Bioaccessibility and Caco-2 cell uptake of iron chlorophyllin using a biologically relevant digestion model

Abstract

Iron deficiency remains a top nutrient deficiency worldwide. Iron chlorophyllin (IC), a compound structurally analogous to heme, utilizes the protoporphyrin ring of chlorophyll to bind iron. IC has previously been shown to deliver more iron to Caco-2 cells than FeSO₄, the most common form prescribed for supplementation. However, previous test conditions used digestive conditions outside of those observed in humans. This study sought to assess IC bioaccessibility and Caco-2 cell uptake using physiologically relevant digestive solutions, pH, and incubation time, as compared to other iron sources (i.e., FeSO₄, and hemoglobin (Hb)). Co-digestion with ascorbic acid (AA) and albumin was also investigated.

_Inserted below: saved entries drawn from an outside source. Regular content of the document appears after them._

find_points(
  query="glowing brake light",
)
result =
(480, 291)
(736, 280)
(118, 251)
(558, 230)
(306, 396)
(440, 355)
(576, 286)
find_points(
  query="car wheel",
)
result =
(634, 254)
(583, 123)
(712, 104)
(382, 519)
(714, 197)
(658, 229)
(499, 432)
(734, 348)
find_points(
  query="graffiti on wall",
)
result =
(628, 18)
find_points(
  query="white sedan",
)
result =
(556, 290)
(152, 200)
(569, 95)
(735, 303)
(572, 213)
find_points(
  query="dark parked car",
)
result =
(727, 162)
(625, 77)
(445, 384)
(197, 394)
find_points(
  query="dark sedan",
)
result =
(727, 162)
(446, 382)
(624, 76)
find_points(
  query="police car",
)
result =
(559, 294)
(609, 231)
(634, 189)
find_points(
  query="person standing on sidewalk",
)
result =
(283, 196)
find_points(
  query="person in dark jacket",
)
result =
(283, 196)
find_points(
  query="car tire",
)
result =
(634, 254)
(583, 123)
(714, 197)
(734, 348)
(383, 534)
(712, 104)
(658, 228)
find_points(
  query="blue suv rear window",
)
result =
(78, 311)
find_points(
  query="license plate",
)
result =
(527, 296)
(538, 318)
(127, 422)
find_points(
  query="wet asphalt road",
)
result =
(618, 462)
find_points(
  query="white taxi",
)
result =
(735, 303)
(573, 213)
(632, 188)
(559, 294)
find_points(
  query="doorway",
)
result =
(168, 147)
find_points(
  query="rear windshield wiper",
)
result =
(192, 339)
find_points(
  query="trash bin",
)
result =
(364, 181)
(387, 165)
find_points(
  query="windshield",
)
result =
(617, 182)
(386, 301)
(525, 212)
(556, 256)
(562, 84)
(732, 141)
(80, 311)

Following gastric, duodenal, and jejunal digestion, IC-bound iron was less bioaccessible than iron delivered as FeSO₄, and IC-bound iron was less bioaccessible than Hb-bound iron. IC-bound iron bioaccessibility was not affected by AA and was enhanced 2x when co-digested with a low dose of albumin. However, Caco-2 cell incubation with IC-containing digesta increased cell ferritin 2.5x more than FeSO₄ alone, and less than Hb. IC with AA or with 400 mg albumin also increased cell ferritin more than IC alone, with the greatest increases observed following incubation of digesta containing IC + AA + 400 mg albumin.

These results suggest IC can serve as an improved source of iron for supplementation as compared to FeSO_4. These results also support further in vivo investigations of IC-based iron delivery in populations at risk of iron deficiency.